From the 5th century to the 7th century AD, about thirty synods, variously counted, were held at Toledo (Concilia toletana) in what would come to be part of Spain. The earliest, directed against Priscillianism, assembled in 400. The "third" synod of 589 marked the epoch-making conversion of King Reccared from Arianism to Orthodox Chalcedonian Christianity. The "fourth", in 633, probably under the presidency of the noted Isidore of Seville, regulated many matters of discipline and decreed uniformity of liturgy throughout the kingdom. The Britonia of Galicia accepted the Latin liturgical rite. The "twelfth" council in 681 assured to the archbishop of Toledo the primacy of Hispania (present Iberian Peninsula).
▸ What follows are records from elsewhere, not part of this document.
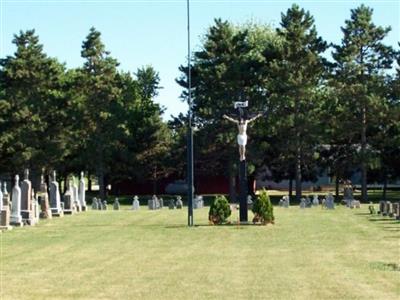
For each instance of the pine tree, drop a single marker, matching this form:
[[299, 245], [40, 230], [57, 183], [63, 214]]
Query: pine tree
[[361, 60], [100, 88], [295, 96], [33, 106]]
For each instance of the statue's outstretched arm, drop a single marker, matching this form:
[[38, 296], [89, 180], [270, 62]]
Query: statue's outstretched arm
[[230, 119], [254, 118]]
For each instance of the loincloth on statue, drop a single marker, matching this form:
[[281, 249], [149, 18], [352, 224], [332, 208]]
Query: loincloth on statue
[[242, 139]]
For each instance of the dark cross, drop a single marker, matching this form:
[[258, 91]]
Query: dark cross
[[243, 118]]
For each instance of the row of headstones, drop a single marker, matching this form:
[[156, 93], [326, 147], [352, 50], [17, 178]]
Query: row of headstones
[[153, 204], [25, 207], [327, 202], [387, 209]]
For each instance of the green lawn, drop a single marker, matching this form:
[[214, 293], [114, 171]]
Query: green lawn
[[307, 254]]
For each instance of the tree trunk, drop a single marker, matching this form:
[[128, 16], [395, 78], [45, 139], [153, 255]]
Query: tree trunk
[[155, 181], [290, 188], [384, 187], [89, 182], [337, 188], [298, 174], [65, 183], [232, 183], [364, 196], [100, 178]]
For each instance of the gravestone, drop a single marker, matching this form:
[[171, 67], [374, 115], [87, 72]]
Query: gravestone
[[371, 208], [355, 204], [77, 203], [1, 197], [315, 200], [35, 208], [284, 202], [329, 202], [348, 194], [395, 209], [308, 202], [116, 205], [55, 197], [153, 203], [249, 202], [382, 205], [16, 219], [82, 192], [5, 194], [198, 202], [43, 198], [171, 204], [26, 200], [135, 203], [68, 199], [303, 203], [389, 209], [179, 203], [5, 211], [94, 203], [99, 204]]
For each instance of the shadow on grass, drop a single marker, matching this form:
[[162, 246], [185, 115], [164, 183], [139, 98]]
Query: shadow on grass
[[381, 220], [232, 225]]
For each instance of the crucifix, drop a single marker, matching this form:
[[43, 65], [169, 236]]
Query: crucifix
[[242, 120]]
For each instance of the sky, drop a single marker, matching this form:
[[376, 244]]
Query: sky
[[140, 33]]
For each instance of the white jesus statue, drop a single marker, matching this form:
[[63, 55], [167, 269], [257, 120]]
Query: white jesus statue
[[242, 136]]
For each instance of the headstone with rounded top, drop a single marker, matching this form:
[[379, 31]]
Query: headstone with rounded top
[[4, 211], [68, 199], [16, 219], [315, 200], [179, 203], [116, 204], [55, 197], [82, 191], [43, 198], [135, 203], [26, 200]]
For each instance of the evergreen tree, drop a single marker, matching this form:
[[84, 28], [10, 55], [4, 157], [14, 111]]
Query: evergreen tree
[[295, 98], [361, 60], [33, 106], [101, 91]]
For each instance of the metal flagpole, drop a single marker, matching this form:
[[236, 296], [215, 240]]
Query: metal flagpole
[[190, 132]]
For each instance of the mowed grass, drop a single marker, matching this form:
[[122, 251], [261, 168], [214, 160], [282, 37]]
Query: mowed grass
[[307, 254]]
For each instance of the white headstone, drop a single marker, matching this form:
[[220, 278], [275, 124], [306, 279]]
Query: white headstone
[[82, 191], [116, 204], [1, 198], [303, 203], [26, 199], [315, 200], [16, 218], [135, 203], [68, 199], [94, 203], [55, 197], [329, 202]]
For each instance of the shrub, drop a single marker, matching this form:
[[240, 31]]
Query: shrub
[[219, 210], [263, 209]]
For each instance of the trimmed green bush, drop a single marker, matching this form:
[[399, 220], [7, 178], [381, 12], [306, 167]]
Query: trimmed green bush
[[219, 210], [263, 209]]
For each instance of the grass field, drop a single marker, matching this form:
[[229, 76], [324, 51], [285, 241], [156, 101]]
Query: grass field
[[307, 254]]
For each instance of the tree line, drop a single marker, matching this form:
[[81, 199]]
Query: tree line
[[338, 113]]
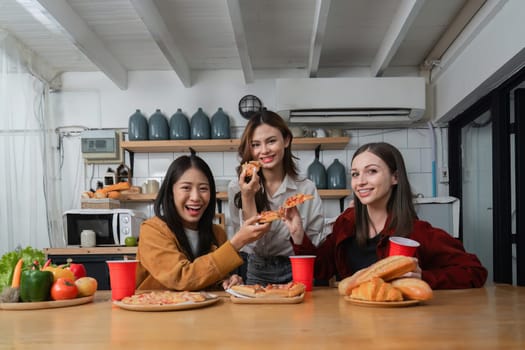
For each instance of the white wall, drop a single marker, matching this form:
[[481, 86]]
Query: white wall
[[490, 57], [91, 100]]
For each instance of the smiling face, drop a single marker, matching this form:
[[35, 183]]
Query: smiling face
[[267, 146], [372, 180], [191, 196]]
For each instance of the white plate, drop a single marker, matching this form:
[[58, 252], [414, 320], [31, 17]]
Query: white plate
[[36, 305], [210, 299]]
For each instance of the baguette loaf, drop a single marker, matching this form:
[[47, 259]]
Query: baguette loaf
[[376, 290], [413, 288], [388, 269]]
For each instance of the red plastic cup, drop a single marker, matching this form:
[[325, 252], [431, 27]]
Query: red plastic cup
[[122, 274], [403, 246], [303, 270]]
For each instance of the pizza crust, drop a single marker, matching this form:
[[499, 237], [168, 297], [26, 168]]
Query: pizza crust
[[288, 290]]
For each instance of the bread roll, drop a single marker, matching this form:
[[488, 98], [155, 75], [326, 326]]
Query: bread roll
[[413, 288], [388, 268], [376, 290]]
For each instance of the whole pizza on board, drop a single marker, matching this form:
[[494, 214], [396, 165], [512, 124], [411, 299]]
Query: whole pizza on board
[[287, 290], [164, 297]]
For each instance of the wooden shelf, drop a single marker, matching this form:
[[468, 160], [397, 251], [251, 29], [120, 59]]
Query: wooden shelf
[[94, 250], [223, 196], [227, 145], [324, 194]]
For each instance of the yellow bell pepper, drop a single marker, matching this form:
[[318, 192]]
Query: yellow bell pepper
[[60, 272]]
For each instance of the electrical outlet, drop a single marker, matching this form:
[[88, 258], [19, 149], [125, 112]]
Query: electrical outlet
[[443, 175]]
As nearly one hundred early canons of Toledo found a place in the Decretum Gratiani, they exerted an important influence on the development of ecclesiastical law.[1]
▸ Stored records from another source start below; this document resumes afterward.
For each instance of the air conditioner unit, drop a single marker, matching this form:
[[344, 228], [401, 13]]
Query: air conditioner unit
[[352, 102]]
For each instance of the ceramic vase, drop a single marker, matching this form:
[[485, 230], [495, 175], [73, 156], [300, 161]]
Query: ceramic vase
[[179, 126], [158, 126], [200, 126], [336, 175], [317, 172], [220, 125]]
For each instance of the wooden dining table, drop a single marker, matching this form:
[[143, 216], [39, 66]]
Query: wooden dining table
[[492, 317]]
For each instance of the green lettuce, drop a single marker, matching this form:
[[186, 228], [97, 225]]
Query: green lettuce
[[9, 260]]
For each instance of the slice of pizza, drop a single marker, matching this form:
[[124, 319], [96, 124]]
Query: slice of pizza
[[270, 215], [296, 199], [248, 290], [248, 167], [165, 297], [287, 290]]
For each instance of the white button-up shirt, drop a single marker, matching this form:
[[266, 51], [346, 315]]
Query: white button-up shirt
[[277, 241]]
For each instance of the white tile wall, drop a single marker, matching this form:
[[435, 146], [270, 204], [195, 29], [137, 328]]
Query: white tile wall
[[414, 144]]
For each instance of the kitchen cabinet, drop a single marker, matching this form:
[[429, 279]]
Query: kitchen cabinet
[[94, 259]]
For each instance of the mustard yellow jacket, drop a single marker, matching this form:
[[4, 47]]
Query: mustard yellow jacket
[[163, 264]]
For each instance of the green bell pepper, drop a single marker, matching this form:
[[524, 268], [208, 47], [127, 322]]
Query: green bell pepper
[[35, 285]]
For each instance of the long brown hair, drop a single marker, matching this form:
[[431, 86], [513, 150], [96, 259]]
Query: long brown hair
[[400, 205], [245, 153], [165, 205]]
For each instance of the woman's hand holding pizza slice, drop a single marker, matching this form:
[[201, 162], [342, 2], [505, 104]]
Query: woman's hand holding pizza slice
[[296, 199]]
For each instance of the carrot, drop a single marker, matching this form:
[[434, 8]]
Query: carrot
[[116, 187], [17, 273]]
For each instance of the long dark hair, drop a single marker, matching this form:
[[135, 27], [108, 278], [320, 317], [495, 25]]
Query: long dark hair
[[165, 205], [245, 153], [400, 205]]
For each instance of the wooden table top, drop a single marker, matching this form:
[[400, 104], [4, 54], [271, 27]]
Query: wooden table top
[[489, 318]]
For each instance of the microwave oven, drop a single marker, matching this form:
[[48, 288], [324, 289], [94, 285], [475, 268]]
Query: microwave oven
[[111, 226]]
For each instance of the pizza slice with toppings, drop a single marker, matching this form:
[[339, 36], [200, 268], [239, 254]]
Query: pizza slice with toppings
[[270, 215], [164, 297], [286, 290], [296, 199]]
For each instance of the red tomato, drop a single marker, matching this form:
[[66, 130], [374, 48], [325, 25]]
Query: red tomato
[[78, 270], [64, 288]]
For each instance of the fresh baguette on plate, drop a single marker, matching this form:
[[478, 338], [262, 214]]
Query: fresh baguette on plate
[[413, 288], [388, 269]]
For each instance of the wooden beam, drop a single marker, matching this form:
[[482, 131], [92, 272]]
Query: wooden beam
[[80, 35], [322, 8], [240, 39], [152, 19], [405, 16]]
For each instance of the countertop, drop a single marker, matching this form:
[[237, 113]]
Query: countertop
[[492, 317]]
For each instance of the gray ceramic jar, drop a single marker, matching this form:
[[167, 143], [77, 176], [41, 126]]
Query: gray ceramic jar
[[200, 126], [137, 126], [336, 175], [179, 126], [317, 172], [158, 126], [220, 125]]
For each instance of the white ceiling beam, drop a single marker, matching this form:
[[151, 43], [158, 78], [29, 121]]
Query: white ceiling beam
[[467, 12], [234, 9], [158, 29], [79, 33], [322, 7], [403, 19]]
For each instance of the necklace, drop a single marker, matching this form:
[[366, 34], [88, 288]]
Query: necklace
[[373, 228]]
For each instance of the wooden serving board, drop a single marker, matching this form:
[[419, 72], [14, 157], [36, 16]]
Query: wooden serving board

The later synod of 1565 and 1566 concerned itself with the execution of the decrees of Trent; and the last council of Toledo, that of 1582 and 1583, was so guided in detail by Philip II that the pope ordered the name of the royal commissioner to be expunged from the acts.[1]
The seventh century is sometimes called, by Spanish historians, the Siglo de Concilios, or "Century of Councils".